Acta Biomedica Scientifica (Apr 2017)
HYPOXIC-ISCHEMIC ENCEPHALOPATHY IN NEONATES BORN TO SEVERE BIRTH ASPHYXIA
Abstract
This article provides a literature review on the topic of hypoxic-ischemic encephalopathy (HIE). Hypoxic-ischemic brain damage of newborn belongs to one of the most important problems of anesthesiology and resuscitation of newborn babies. Despite progress, perinatal hypoxic-ischemic encephalopathy remains an important cause of child mortality and damage to the central nervous system resulting in a disability of children. HIE clinical signs are nonspecific, so the diagnosis is based on the combination of medical history, physical and neurological examination, laboratory data and neuroimaging techniques. Pathological stage runs when after undergoing asphyxia is the main purpose neuroprotective therapy. The first 6 hours of life of the child, born in asphyxia, is a therapeutic window for the stabilization of the vital functions of the body, during which therapeutic measures are most effective in reducing apoptosis of brain cells.
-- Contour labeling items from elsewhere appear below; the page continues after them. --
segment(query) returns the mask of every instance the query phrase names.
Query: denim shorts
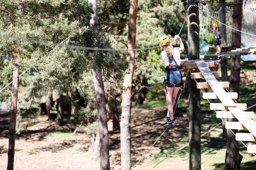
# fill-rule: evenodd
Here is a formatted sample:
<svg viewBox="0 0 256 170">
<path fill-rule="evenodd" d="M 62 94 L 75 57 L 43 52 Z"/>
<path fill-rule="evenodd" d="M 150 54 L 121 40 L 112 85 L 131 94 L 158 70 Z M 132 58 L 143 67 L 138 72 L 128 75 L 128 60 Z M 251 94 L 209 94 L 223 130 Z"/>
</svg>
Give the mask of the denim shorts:
<svg viewBox="0 0 256 170">
<path fill-rule="evenodd" d="M 167 81 L 167 72 L 165 72 L 165 80 Z M 181 82 L 181 76 L 179 70 L 171 70 L 170 71 L 170 83 L 174 85 L 180 83 Z"/>
</svg>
The only method, relatively widely used and effective in infants with severe birth asphyxia, is controlled hypothermia. Published clinical studies show a statistically significant reduction in mortality and severe neuropsychiatric disability at 18 months of life in infants treated with hypothermia. The use of stem cells, the use of hypothermia in combination with xenon or erythropoietin improves neurological outcome: fewer deaths and serious damage to the nervous system. However, these techniques to date are in the experimental stage. Currently, the main task of neonatologists, anesthesiologists and intensive care specialists is not only saving newborn lives, but also creating conditions for proper growth and development of the child.